Trade tariff fallout
Whatever the reasons for trade tariffs, their results can be difficult to predict. In the short term, tariffs may slow the momentum of cheaper imports, giving domestic producers a window in which to introduce production efficiencies or launch new, more competitive products. But less favourable outcomes are equally likely.
“The harsh reality is that the long-term impact of tariffs is often increased protectionism for an industry sector, giving it less reason to increase output or efficiency, plus less efficient supply chains and most importantly higher costs for consumers,” says Tom.
Brazil is one example of a country that has imposed high tariffs on imported automotive parts without obvious benefit. The intended outcomes, including more localised production, increased labour demand and better domestic supply chains, have not materialised. The reality has been higher costs for vehicles, more supply disruption, and trade tensions with companies seeking ways around the tariffs by importing through third-party countries.
Inevitably, one consequence of imposing tariffs is that the countries you target tend to target you back. For example, in the wake of the EV decision, China has launched investigations into some European food and drink imports, raising the possibility of a wider trade war.
The US Department of Agriculture (USDA) calculated that retaliation by EU countries, Canada and China for tariffs imposed between 2018 and 2019 cost the US USD 25.7 billion in revenues without leading to any significant job creation. In this case, there is no doubt that the target countries suffered too, in a mutually destructive exchange of pain. The question is whether any of it was worthwhile in the first place.
Some countries continue to acknowledge the counterproductive nature of trade tariffs, and look to widen free trade agreements instead. In July, the Australian government abolished tariffs on a further 457 product types.
“In fact, over the last ten years or so, the Australian government has abolished many tariffs and actively promoted its policy of open trade, pushing for total liberalisation of our trade as opposed to protectionism,” says Michael. “The government agenda is to continue to push for the removal of trade barriers, even to the detriment of Australian manufacturing and industry.”
Preparing for a trade war
By contrast, the mood among major economic blocs suggests more tariffs may be in the pipeline. Nothing is certain at the moment, but the possibility of a wider trade war clearly exists as the giants of the global economy try to strike a balance between the free flow of trade and domestic political sensibilities.
Against this backdrop businesses should prepare for the possibility of disruption, particularly where supply chains are concerned. Sound financial management is clearly part of this, as a healthy cashflow gives firms options if new suppliers must be found in a hurry. UHY professionals can act as partners and trusted advisors in this regard.

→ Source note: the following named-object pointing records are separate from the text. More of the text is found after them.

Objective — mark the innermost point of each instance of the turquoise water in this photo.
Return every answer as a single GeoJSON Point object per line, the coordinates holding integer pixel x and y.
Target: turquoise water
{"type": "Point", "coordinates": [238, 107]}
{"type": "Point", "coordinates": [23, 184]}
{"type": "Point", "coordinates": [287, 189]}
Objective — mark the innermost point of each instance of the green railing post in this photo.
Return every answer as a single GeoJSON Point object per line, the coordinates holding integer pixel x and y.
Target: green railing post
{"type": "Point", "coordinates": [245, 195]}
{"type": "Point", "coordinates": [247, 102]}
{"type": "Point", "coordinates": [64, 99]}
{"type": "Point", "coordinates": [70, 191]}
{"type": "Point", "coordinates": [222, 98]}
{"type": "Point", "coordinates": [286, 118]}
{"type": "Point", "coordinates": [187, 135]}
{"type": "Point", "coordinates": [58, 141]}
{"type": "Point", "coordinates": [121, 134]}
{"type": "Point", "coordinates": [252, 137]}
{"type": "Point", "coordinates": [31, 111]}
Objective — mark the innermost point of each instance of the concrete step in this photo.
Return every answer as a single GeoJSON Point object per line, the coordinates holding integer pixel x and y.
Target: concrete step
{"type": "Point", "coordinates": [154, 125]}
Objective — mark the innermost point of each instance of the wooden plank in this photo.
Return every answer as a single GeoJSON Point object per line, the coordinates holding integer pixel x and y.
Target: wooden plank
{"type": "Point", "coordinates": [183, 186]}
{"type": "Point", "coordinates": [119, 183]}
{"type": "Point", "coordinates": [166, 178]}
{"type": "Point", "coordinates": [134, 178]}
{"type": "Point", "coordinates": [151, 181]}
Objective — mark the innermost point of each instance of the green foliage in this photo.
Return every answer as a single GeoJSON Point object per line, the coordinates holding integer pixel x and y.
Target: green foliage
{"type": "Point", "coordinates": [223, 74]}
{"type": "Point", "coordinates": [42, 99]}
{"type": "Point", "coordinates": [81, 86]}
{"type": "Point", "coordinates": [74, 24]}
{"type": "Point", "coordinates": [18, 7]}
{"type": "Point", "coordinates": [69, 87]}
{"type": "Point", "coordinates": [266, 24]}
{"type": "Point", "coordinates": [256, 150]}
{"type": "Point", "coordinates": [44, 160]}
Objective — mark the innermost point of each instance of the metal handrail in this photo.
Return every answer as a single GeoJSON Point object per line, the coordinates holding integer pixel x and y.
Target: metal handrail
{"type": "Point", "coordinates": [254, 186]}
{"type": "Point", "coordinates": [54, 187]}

Many firms in the UHY network can also go further. In the US, UHY has an experienced team of supply chain and procurement advisors, who have been guiding clients as they deal with the possibility of tariff increases.

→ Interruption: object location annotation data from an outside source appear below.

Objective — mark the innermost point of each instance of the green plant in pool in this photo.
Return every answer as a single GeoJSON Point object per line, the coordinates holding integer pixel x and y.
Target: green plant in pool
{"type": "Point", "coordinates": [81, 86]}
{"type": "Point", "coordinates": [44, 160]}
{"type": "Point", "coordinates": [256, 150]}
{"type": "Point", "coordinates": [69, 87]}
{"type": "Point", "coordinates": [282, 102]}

“Our team has developed proven procurement strategies that can help clients mitigate or eliminate supply chain disruption risks or tariff-induced trade wars,” says Tom.

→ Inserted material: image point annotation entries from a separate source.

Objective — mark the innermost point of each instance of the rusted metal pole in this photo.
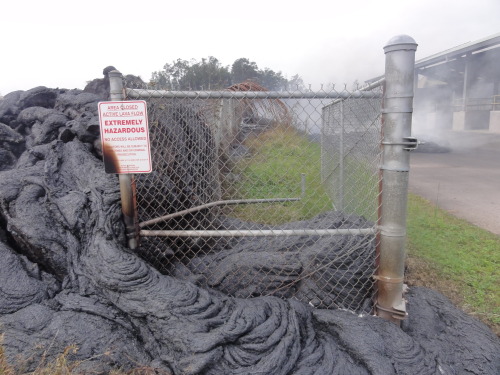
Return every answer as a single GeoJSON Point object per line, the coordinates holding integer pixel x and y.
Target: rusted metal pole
{"type": "Point", "coordinates": [126, 180]}
{"type": "Point", "coordinates": [397, 141]}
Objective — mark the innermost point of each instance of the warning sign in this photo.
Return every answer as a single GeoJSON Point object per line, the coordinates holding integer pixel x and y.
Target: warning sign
{"type": "Point", "coordinates": [125, 137]}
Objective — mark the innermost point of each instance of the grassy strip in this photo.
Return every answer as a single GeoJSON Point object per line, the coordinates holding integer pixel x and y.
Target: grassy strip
{"type": "Point", "coordinates": [459, 253]}
{"type": "Point", "coordinates": [279, 157]}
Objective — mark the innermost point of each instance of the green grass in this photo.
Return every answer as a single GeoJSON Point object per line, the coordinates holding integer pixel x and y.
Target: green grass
{"type": "Point", "coordinates": [279, 157]}
{"type": "Point", "coordinates": [462, 253]}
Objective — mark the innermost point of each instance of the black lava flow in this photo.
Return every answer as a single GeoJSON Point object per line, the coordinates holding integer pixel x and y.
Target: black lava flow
{"type": "Point", "coordinates": [66, 277]}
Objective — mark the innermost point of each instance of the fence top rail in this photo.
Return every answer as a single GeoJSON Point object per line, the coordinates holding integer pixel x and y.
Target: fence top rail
{"type": "Point", "coordinates": [226, 94]}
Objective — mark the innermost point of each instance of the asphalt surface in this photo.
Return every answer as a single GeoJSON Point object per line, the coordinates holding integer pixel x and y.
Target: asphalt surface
{"type": "Point", "coordinates": [464, 181]}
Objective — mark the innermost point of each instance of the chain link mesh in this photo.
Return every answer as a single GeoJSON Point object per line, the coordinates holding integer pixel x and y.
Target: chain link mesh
{"type": "Point", "coordinates": [257, 166]}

“Most importantly, we have saved clients significant amounts of money through efficient and repeatable vendor pricing strategies, training on how to negotiate with vendors, resourcing and contingency planning with alternative vendors, and looking at how to improve efficiency on the shop floor to be more competitive.” These are strategies that many more companies will need to put in place if the current state of tit-for-tat tariffs escalates into an all-out trade war. Most economists hope that, for the sake of global economic growth, the imposition of any new import duties will be limited in scope, scale and duration.